Essayist Chuck Klosterman wrote a lengthy (but amusing) piece centered around how Billy Joel is not cool. But at the age of eight or ten or whatever, this album was definitely cool. Of course the big hits were ubiquitous; everyone knew “It’s Still Rock And Roll To Me” and “You May Be Right,” but this might have been the first record, as I was growing up, where I really realized the value of deeper album cuts.
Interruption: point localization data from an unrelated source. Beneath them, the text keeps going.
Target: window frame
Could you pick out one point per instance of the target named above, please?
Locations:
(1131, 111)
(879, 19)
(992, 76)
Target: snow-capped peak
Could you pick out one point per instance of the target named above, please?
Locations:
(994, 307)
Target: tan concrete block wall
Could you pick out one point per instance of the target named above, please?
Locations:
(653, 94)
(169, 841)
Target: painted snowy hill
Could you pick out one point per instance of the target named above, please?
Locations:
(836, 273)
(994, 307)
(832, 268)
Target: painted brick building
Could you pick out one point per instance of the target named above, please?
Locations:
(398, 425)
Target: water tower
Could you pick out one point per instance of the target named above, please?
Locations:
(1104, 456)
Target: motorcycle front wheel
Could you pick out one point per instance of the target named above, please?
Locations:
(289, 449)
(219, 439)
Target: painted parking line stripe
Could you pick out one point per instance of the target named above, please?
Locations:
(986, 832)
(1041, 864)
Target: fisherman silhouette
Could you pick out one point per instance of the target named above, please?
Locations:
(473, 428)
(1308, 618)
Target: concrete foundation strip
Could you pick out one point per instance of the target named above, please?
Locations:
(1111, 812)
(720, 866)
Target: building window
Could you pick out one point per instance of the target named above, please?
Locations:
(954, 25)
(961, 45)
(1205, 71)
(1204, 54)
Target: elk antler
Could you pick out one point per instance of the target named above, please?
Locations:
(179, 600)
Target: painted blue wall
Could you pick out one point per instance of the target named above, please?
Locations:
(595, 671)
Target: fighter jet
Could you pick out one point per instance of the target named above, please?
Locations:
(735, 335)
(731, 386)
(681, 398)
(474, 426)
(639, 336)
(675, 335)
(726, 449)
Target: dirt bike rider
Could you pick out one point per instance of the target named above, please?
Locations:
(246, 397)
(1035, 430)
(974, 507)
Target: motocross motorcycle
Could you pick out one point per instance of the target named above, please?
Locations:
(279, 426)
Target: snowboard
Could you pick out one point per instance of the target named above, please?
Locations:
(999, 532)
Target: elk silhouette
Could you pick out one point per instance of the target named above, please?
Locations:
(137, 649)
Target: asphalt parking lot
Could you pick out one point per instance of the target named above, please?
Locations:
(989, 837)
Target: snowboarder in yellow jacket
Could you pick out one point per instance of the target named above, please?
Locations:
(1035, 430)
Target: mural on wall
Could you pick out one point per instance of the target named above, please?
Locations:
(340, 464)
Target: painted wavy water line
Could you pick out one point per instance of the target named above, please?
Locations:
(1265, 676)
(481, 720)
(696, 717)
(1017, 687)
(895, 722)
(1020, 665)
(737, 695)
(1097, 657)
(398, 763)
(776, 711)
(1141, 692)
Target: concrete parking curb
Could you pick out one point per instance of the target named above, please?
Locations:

While the French-language quoting “C’etait Toi” and the Beatles-esque harmonyfest “Through The Long Night” were a bit snoozy to our pre-teen ears (I’ve since come to fully appreciate both), it was tracks like the dismal (but rocking) “All For Leyna” and the punk-like “Close To The Borderline” that really captured our attention. “All For Leyna” in particular continued to resonate for me for decades as an illustration of the danger and self-destruction inherent in obsession and (to a lesser extent) unrequited love.
I knew my older brother and sister both liked Billy Joel a lot, which was curious because she was more likely to put on an Elton John record and he was more likely to put on a Kiss record, but they both owned a copy of Glass Houses. (Yes, I realize Klosterman made this exact point in his Billy Joel essay, but it just happens to also be true for me.) I also knew that my parents liked and approved of Billy Joel, and I thought this was odd since he was clearly singing about jerking off over the phone with his girlfriend on “Sometimes A Fantasy,” but maybe my parents never got past the radio singles. Well, hell, then I guess I’ve got one up on my parents, too! It’s petty now, but that’s a pretty awesome feeling for a ten year old.
(I had forgotten that this song had a video. Thirty seven years later, it’s unintentionally hilarious.)
This is still a cool record for me. It’s not quite a nostalgia piece because, individually and collectively, the songs are all excellent and the album as a whole is a superb work of art, and I can appreciate the craft that went into composing the songs and the skill that went into playing them. (Liberty DeVitto is still one of the most underrated drummers of all time.) So the songs have an intrinsic value of their own, but I cannot deny that, especially when I listen to the album front to back, it does transport me back to an age of discovery, a vague sneakiness, and the possession of a quiet secret. I still love this record, now maybe more than I did then. Like the best work of art, it really is timeless.